Savio D’Souza, a former national marathon champion and popular running coach in Mumbai, has taken some of these Ladakhi athletes under his wing. He believes they have the right combination of ambition, discipline and physical capacity to make it to the top. He says, “The Sports Authority of India talks of working at the grassroots, well, this is where the grassroots is, in places like Ladakh. They need to take charge of these athletes and train them professionally.”

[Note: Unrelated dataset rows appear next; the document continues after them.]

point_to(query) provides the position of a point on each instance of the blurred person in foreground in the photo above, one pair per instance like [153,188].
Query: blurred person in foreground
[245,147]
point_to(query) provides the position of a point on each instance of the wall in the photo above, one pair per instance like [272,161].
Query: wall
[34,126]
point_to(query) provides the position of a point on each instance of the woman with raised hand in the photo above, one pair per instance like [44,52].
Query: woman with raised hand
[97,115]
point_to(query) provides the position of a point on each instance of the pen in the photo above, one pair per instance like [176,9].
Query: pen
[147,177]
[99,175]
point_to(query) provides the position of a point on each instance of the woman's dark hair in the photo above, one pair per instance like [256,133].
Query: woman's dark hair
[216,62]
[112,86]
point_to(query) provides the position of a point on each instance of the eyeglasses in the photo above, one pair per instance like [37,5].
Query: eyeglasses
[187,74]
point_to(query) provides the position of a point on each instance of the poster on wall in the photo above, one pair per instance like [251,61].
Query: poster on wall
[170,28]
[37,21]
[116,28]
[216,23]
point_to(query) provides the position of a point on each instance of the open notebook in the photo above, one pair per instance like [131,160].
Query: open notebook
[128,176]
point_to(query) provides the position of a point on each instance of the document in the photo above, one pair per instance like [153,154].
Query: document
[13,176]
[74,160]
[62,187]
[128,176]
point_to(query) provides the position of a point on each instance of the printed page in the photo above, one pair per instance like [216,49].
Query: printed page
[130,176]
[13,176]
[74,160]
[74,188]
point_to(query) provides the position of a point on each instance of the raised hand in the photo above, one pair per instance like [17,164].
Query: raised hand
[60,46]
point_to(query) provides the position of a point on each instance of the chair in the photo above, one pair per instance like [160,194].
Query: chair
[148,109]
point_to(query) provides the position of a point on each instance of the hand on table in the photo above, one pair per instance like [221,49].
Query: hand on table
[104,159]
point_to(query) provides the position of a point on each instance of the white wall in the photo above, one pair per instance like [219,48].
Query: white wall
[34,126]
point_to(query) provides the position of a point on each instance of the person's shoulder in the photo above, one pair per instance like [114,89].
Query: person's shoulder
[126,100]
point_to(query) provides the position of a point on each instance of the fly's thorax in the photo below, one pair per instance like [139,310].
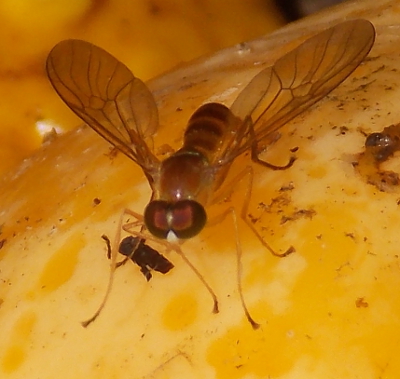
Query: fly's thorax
[184,175]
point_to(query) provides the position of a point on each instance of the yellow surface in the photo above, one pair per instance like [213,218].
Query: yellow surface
[330,310]
[150,36]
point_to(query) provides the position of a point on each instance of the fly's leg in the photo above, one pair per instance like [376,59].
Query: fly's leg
[247,174]
[113,265]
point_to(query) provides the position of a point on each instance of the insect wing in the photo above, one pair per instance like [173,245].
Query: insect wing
[106,95]
[296,81]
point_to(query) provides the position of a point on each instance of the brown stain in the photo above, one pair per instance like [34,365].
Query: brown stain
[379,148]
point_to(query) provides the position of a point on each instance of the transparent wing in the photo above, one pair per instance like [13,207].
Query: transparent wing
[295,82]
[107,96]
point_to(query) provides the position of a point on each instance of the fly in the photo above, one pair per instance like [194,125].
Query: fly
[105,94]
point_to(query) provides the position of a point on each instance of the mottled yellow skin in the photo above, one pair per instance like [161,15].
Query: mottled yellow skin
[329,310]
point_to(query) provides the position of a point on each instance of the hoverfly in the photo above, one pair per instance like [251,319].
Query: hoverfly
[147,258]
[104,93]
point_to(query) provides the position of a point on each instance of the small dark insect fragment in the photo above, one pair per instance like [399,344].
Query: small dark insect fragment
[144,256]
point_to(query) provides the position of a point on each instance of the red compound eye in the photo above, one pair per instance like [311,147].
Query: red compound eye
[184,218]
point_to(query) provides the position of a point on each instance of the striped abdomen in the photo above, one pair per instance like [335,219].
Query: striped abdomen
[206,129]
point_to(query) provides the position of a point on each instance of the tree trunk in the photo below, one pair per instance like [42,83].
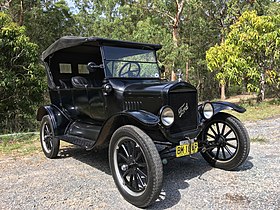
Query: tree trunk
[223,91]
[175,32]
[187,71]
[20,22]
[262,88]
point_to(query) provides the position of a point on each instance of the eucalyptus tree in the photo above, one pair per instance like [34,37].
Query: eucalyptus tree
[21,77]
[250,54]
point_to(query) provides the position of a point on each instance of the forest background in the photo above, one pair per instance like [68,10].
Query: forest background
[223,47]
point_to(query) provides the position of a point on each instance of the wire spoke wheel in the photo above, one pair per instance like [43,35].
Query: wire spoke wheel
[226,142]
[131,165]
[136,165]
[223,140]
[50,144]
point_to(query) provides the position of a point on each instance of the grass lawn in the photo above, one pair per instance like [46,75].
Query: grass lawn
[259,111]
[28,144]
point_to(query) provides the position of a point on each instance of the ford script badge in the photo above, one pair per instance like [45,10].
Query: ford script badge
[182,109]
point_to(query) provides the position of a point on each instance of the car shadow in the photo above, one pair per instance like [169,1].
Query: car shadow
[95,158]
[177,173]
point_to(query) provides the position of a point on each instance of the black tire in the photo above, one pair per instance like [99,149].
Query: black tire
[135,165]
[49,143]
[227,142]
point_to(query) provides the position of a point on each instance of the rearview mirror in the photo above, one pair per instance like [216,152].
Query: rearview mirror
[162,69]
[92,67]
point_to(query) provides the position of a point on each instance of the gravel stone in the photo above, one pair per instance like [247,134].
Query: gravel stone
[81,179]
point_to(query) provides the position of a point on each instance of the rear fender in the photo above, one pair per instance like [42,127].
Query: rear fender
[142,119]
[58,118]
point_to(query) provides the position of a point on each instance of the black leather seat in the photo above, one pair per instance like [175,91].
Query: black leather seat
[79,82]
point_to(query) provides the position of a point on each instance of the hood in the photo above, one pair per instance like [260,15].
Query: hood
[157,89]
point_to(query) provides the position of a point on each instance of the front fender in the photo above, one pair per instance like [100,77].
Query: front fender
[142,119]
[58,118]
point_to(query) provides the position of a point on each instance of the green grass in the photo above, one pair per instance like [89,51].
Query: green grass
[19,144]
[27,144]
[258,111]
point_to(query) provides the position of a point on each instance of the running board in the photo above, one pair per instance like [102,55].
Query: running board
[82,142]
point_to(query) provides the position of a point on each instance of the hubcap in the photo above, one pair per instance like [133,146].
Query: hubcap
[130,166]
[222,141]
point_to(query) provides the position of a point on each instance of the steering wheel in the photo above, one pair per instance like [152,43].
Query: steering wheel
[130,69]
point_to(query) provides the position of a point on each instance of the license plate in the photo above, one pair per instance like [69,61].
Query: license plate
[186,149]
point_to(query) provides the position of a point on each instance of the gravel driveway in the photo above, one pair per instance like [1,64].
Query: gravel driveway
[82,180]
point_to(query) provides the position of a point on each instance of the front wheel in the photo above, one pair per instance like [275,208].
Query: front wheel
[49,143]
[226,142]
[135,165]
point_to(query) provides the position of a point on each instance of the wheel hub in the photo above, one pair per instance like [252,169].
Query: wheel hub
[220,140]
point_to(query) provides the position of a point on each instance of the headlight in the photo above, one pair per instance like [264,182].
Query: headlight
[208,110]
[167,116]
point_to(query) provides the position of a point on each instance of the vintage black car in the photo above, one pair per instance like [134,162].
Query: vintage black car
[110,93]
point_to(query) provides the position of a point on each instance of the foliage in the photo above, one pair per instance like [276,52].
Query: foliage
[185,34]
[21,83]
[251,49]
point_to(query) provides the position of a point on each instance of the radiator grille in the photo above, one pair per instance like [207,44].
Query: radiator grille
[188,120]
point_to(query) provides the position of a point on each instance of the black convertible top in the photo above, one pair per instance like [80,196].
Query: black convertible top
[72,41]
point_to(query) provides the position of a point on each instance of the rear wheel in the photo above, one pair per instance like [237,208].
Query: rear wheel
[227,142]
[136,166]
[49,143]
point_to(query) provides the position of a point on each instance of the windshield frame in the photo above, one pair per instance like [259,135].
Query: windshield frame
[108,74]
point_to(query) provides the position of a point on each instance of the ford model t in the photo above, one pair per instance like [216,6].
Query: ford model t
[109,92]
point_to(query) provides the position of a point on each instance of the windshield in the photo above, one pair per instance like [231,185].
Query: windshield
[130,63]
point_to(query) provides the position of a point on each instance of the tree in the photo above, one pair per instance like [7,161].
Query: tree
[21,77]
[250,54]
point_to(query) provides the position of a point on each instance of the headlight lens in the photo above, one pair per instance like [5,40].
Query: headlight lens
[167,116]
[208,110]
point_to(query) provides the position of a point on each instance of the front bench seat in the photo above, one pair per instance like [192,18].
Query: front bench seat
[79,82]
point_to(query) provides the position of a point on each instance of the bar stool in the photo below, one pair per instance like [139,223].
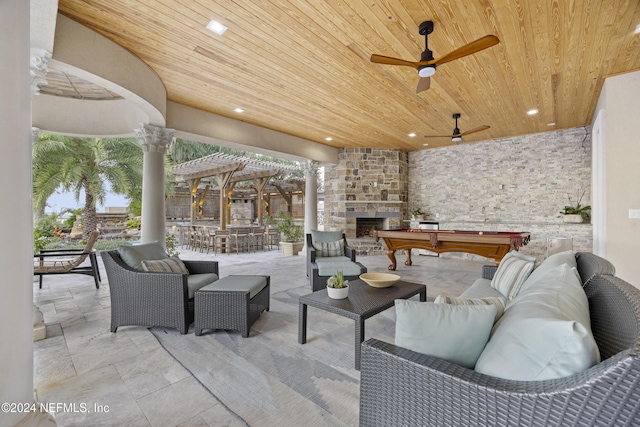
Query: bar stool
[220,239]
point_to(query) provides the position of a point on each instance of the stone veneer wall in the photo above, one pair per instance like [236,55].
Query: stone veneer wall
[510,184]
[368,182]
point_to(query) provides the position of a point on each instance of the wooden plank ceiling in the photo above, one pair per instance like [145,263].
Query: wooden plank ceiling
[302,67]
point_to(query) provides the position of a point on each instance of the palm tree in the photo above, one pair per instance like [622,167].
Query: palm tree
[86,164]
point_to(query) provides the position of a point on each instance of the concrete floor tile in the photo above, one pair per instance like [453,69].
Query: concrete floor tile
[188,395]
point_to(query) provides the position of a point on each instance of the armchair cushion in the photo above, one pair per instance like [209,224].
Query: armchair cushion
[456,333]
[348,268]
[325,236]
[133,255]
[169,265]
[329,249]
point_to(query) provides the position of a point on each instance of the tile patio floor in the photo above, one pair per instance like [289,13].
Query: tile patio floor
[80,361]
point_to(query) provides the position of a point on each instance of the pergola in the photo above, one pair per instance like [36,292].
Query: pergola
[229,170]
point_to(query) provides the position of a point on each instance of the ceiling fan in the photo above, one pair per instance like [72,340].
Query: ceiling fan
[427,65]
[457,136]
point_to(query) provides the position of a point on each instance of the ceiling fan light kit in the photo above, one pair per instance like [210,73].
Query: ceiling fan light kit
[456,136]
[426,67]
[427,71]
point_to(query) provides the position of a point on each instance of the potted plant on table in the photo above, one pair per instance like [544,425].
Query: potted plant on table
[337,287]
[576,213]
[292,232]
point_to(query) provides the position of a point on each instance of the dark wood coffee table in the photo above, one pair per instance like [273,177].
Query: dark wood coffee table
[363,302]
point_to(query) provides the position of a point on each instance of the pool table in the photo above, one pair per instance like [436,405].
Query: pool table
[490,244]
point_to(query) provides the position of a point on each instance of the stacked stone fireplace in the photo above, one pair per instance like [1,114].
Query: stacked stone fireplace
[366,191]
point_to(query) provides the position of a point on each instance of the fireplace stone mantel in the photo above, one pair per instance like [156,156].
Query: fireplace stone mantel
[374,202]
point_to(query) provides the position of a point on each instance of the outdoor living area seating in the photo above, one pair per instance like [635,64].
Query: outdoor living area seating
[149,288]
[68,261]
[540,366]
[327,253]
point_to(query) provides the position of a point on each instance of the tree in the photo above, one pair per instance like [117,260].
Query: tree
[86,164]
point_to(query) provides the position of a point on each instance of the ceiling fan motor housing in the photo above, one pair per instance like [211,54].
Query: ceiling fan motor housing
[426,28]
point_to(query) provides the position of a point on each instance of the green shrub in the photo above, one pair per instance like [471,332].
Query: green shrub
[39,242]
[45,226]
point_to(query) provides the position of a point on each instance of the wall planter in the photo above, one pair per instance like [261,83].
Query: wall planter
[572,218]
[291,248]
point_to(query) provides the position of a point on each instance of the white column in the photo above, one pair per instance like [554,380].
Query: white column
[38,71]
[155,141]
[16,250]
[310,198]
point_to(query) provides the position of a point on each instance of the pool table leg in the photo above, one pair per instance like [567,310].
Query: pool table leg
[392,257]
[408,261]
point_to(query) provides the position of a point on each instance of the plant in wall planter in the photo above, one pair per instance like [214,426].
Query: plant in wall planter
[337,287]
[292,232]
[575,212]
[418,214]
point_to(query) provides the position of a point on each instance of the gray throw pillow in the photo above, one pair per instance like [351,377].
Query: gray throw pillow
[456,333]
[133,255]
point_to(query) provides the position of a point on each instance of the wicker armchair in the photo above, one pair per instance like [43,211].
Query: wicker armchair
[403,388]
[346,262]
[151,298]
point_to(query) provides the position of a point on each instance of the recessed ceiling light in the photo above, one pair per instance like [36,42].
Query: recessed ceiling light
[216,27]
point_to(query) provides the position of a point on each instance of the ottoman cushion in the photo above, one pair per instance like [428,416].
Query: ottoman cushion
[198,281]
[241,283]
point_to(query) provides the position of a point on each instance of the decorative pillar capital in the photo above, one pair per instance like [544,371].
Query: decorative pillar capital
[35,132]
[154,139]
[310,167]
[38,68]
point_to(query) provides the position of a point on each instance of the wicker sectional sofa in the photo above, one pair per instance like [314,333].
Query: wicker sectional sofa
[401,387]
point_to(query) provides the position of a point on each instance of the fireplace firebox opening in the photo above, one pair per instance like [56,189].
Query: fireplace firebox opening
[366,226]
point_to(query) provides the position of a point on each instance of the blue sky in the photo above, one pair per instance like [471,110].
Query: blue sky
[60,200]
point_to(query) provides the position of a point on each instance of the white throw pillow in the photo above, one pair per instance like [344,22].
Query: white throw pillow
[544,333]
[456,333]
[499,302]
[511,273]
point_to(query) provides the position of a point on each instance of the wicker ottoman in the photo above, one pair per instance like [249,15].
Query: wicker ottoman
[233,302]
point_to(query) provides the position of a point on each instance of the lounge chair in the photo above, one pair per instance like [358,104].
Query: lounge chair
[68,261]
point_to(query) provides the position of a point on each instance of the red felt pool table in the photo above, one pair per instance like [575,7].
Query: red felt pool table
[490,244]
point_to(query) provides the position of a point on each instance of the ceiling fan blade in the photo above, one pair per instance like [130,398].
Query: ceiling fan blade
[468,49]
[423,84]
[439,136]
[387,60]
[478,129]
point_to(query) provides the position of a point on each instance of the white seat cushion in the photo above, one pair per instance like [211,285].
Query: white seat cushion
[544,333]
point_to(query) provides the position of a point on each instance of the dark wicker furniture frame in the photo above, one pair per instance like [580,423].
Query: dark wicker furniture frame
[402,388]
[151,298]
[320,282]
[231,310]
[364,301]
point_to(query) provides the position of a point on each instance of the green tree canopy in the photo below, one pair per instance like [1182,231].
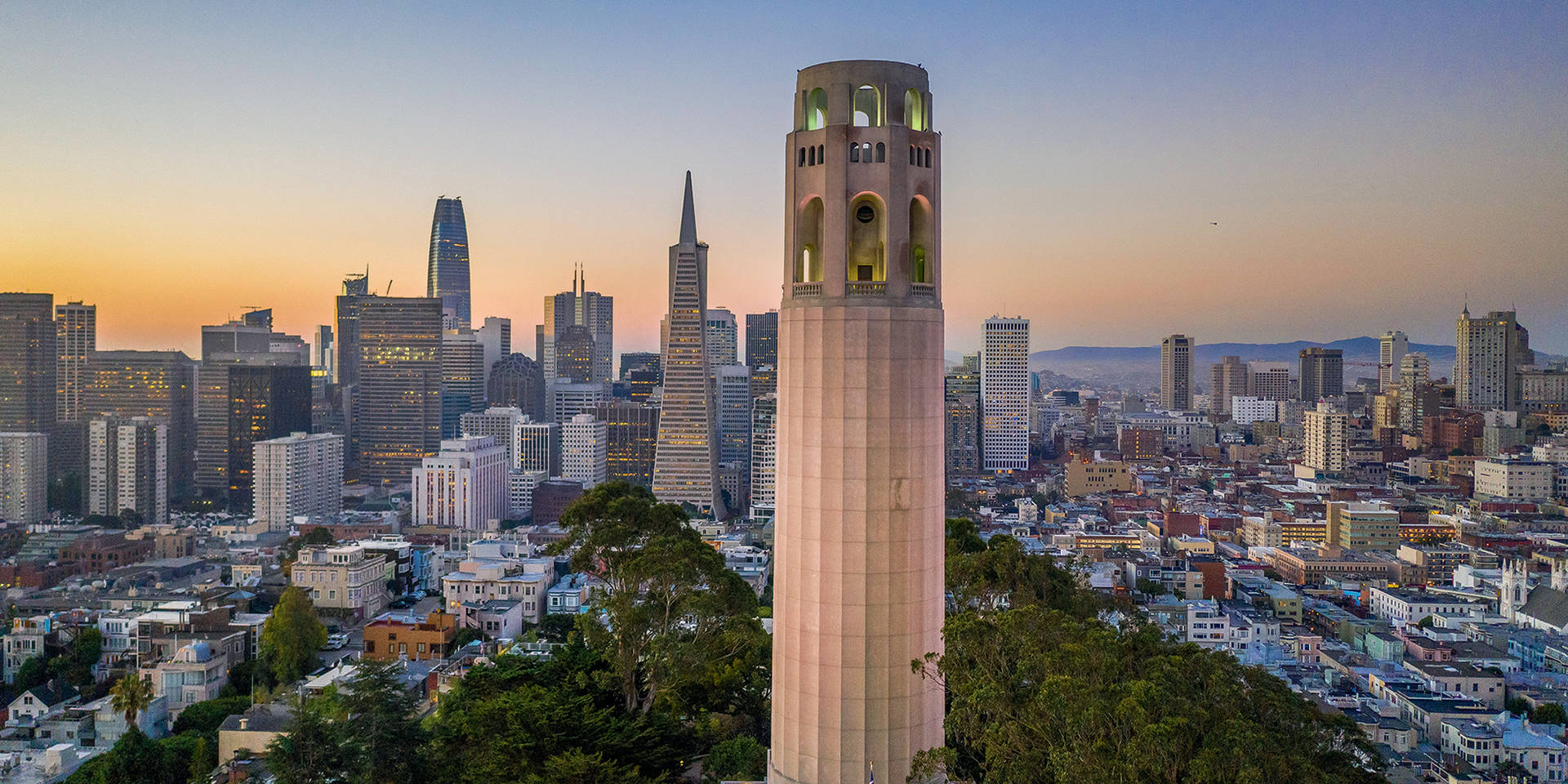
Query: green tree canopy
[679,626]
[1041,690]
[292,637]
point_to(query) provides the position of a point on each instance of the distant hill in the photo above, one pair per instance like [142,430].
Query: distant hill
[1142,364]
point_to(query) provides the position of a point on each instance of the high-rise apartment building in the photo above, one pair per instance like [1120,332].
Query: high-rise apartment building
[1322,373]
[734,414]
[1487,358]
[1176,373]
[461,378]
[540,448]
[764,453]
[1392,349]
[298,475]
[586,449]
[763,352]
[1269,380]
[129,468]
[858,581]
[1414,391]
[1325,436]
[582,308]
[634,438]
[27,363]
[158,385]
[76,337]
[686,465]
[1228,378]
[397,402]
[24,477]
[724,337]
[518,381]
[448,274]
[1004,394]
[496,337]
[463,487]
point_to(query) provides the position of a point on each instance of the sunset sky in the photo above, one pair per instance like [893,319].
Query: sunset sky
[1370,165]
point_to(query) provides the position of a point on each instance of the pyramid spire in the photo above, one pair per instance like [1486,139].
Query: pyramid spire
[687,216]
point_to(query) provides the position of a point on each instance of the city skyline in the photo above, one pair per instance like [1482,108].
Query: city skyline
[1366,167]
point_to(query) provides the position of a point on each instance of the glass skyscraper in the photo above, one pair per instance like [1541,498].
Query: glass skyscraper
[449,262]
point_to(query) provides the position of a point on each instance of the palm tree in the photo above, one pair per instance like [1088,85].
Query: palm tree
[132,695]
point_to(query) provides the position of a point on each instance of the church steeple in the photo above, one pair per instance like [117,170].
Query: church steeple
[687,216]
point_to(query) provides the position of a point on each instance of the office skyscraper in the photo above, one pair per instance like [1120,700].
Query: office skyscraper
[1487,359]
[243,399]
[516,381]
[1322,373]
[1228,378]
[763,352]
[764,453]
[634,439]
[582,308]
[461,378]
[734,414]
[686,465]
[127,468]
[1004,394]
[158,385]
[724,339]
[858,581]
[1176,373]
[76,337]
[24,477]
[27,363]
[1392,350]
[397,403]
[448,276]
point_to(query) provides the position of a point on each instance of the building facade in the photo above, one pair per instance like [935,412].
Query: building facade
[1004,394]
[448,274]
[127,468]
[1176,372]
[858,569]
[463,487]
[686,463]
[298,475]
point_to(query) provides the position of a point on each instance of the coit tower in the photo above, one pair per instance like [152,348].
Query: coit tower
[858,582]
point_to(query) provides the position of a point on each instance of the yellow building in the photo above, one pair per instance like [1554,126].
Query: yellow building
[1102,475]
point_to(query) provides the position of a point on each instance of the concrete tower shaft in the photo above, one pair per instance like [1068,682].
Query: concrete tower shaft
[858,581]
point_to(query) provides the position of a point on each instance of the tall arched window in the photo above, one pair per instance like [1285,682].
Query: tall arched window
[867,107]
[913,110]
[816,109]
[867,240]
[921,240]
[808,242]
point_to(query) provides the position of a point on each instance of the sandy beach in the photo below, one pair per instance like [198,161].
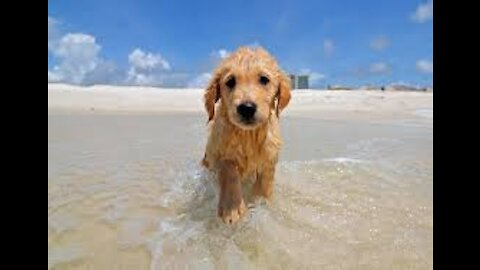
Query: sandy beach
[353,190]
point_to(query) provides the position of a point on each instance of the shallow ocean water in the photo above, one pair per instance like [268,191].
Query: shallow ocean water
[127,192]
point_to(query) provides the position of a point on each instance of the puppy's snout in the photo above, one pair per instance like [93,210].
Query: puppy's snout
[247,110]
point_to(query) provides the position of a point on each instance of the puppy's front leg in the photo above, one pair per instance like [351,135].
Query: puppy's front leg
[263,186]
[231,206]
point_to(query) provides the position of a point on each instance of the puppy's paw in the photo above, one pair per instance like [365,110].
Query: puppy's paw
[231,211]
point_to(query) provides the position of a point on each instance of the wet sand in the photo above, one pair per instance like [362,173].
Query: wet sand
[353,190]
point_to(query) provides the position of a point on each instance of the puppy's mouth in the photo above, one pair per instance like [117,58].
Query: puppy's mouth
[246,123]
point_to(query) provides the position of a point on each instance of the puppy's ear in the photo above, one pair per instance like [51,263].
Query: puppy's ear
[283,93]
[212,95]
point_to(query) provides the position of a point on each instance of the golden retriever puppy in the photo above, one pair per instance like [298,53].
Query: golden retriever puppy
[244,99]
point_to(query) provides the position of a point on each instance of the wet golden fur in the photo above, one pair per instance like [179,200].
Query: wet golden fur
[236,150]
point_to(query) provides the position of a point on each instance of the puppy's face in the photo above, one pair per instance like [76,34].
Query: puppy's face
[249,82]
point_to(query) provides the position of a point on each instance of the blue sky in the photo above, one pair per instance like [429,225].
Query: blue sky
[178,43]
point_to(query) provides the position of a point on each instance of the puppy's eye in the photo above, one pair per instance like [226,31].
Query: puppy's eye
[231,83]
[264,80]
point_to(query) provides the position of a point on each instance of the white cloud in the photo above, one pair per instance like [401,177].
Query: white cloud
[379,68]
[328,47]
[423,13]
[379,43]
[147,61]
[146,68]
[314,77]
[78,55]
[201,81]
[220,54]
[424,66]
[52,32]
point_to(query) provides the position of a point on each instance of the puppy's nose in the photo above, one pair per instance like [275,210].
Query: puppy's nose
[247,110]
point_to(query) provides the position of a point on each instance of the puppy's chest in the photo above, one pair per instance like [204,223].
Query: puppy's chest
[249,152]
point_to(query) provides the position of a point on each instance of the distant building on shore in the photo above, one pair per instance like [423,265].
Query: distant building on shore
[338,87]
[299,81]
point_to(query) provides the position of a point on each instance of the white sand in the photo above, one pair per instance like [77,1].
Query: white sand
[148,99]
[353,189]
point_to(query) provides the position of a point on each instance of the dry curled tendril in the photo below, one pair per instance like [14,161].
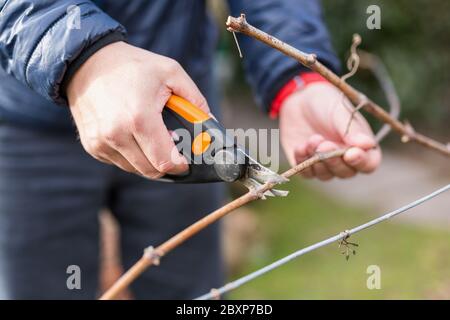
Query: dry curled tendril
[348,246]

The Indian authorities need not look far for further evidence of Ladakhi potential. A glance across the Himalayas into China would be an eye opener. In 2017, the breakout stars at the 13th National Games held in Tanjin, in north east China were Topgyal, a marathon runner who represented China at Rio 2016; and Cheoying Kyi, a race walk silver medalist from London 2012. Both of them are of Tibetan origin and come from the same genetic stock as the Ladakhis. As usual, the Chinese are ahead of the game. Even the Nepalese have managed to identify and tap into the tremendous endurance potential of their mountain communities and fielded a men’s and women’s team at the Trail World Championships in May 2018. With two world-class distance running events taking place annually in Ladakh, a symbiotic feeder system, from a common talent pool could be created and nurtured to perform on the international stage. This requires participation from all stakeholders within sports federations, the government, the private sector and most importantly, the people of Ladakh themselves.

Running The High Road from Harvest Pictures on Vimeo.

Sidharth Singh is a documentary filmmaker and sports broadcaster. He runs Harvest Pictures, a film production house based in Mumbai.